The agency’s Office of the Inspector General reached the conclusion based upon an independent review of costs; however, the highly redacted report shields that information from the federally insured credit unions that are repaying corporate losses through assessments.
Those legal costs are subtracted from settlement amounts received from the suits, which are attempting to recover losses that resulted from securities sold by investment banks to corporate credit unions.
The information is of interest to credit unions because settlement monies are to be applied to the outstanding corporate stabilization fund balance, and would reduce future corporate assessments.
What DeSarno did make public is the revelation that the NCUA’s Office of General Counsel, at the time led by now-retired Robert Fenner, considered whether to even proceed with the suits at all due to the “enormous amount” of time and money that would be required and the “considerable risk” that the suits could result in little or no recoveries.
However, Fenner’s office concluded that it had a responsibility to attempt to recover as much of the $16 billion worth of losses sustained by the corporates as possible.
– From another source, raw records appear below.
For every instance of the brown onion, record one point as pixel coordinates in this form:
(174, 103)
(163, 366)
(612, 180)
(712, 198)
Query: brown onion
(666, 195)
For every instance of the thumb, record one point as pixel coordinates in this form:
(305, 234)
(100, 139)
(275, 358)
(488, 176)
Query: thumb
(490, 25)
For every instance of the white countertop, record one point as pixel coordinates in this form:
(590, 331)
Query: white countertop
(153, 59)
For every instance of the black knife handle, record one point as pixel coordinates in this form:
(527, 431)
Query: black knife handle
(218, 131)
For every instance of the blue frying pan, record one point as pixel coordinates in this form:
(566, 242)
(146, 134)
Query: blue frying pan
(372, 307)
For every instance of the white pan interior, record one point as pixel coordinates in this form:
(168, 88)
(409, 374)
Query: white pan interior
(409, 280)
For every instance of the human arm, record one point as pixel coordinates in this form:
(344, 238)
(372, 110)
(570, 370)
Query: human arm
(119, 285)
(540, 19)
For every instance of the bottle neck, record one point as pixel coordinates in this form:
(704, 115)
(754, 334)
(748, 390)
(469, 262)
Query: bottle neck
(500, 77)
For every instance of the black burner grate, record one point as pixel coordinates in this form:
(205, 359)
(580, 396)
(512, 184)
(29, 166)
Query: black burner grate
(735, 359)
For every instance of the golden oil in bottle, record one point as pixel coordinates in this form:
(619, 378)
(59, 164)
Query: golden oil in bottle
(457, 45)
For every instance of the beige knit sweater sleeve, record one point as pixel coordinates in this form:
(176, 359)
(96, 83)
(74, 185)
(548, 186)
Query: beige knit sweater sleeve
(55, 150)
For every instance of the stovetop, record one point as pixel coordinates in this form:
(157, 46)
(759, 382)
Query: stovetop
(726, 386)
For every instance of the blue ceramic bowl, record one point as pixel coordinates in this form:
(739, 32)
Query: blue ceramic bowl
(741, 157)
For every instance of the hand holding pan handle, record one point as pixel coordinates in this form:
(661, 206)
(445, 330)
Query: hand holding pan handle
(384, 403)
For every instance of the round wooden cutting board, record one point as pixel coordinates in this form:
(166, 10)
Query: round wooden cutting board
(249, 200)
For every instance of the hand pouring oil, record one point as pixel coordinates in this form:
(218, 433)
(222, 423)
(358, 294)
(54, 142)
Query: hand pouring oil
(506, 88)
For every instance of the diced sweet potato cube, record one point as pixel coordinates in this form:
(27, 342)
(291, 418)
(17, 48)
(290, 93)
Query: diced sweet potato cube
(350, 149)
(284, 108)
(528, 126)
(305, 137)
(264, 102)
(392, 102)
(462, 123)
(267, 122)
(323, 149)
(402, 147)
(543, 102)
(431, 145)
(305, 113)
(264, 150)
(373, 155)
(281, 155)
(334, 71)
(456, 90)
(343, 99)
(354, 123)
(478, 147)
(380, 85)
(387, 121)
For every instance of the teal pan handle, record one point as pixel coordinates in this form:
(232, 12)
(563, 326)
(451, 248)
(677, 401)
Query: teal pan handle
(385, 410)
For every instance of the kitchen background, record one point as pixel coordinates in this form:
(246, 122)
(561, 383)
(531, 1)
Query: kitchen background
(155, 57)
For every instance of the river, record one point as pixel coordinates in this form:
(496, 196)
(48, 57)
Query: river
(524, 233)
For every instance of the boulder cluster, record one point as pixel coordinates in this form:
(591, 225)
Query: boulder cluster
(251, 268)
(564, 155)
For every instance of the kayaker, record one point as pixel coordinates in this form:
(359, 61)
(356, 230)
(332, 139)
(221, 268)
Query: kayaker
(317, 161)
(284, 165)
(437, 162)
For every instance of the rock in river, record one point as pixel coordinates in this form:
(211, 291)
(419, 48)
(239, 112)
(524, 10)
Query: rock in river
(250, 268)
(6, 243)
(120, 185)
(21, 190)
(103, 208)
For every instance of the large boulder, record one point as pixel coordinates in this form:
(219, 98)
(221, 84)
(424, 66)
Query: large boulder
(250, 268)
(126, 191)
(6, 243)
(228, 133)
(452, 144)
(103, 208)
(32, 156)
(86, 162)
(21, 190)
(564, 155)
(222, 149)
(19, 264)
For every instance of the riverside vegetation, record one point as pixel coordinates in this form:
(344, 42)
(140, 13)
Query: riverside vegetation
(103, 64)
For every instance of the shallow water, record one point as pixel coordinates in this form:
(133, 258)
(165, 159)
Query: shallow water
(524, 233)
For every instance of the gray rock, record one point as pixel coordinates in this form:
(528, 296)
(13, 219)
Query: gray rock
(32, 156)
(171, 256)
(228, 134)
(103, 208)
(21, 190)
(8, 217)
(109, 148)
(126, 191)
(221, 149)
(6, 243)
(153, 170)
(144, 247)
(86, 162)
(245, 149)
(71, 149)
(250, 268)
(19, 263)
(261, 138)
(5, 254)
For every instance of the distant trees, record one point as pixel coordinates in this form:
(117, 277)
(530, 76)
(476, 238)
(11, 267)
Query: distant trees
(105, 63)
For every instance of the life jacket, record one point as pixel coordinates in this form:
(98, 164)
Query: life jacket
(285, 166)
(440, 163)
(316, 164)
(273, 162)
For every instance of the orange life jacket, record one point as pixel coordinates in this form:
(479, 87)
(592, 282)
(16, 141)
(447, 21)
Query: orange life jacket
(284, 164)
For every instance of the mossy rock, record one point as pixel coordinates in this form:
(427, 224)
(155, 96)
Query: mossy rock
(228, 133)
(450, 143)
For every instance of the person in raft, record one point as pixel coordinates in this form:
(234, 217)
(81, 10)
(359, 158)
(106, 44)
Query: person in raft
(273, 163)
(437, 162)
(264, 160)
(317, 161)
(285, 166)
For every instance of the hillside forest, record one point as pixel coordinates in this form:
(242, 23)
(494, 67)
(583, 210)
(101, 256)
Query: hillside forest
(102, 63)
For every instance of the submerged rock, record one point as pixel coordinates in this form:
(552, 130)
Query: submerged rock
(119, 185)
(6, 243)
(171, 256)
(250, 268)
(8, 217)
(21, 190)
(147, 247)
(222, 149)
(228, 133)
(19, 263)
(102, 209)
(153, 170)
The OIG also concluded that it supports the NCUA’s position regarding its exemption from a George W. Bush-era executive order that prohibits contingency agreements for federal agencies, a point Issa pressed when he first questioned the arrangements last October.
“NCUA as conservator ‘steps into the shoes’ of the credit union and is no longer functioning as a government agency,” the OIG report said in its summary of findings.
The OIG report sourced outside legal opinions gathered by Fenner and his office, and a 2007 legal opinion from the FDIC that concluded the banking regulator is also not required to adhere to the executive order.
The report also included opinion from the Federal Housing Finance Agency in which the FHFA said it is not bound by the executive order, but “it acknowledged the prevailing government policy under the “E.O” that outside counsel should be retained on an hourly basis.”
The FHFA also noted that it relied heavily upon staff attorneys at Fannie Mae and Freddie Mac to conduct “the lion’s share of the fee review work.”
The OIG also investigated charges raised in October by the Wall Street Journal that the NCUA selected its firms based upon political affiliation, because partners in both retained firms have public records of donations to Democratic candidates. Current NCUA Chairman Debbie Matz is also a Democrat.
However, the decision to retain the firms was deliberated under Republican Michael Fryzel’s chairmanship, and the NCUA signed the agreements one week prior to Matz’s swearing in on Aug. 24, 2009.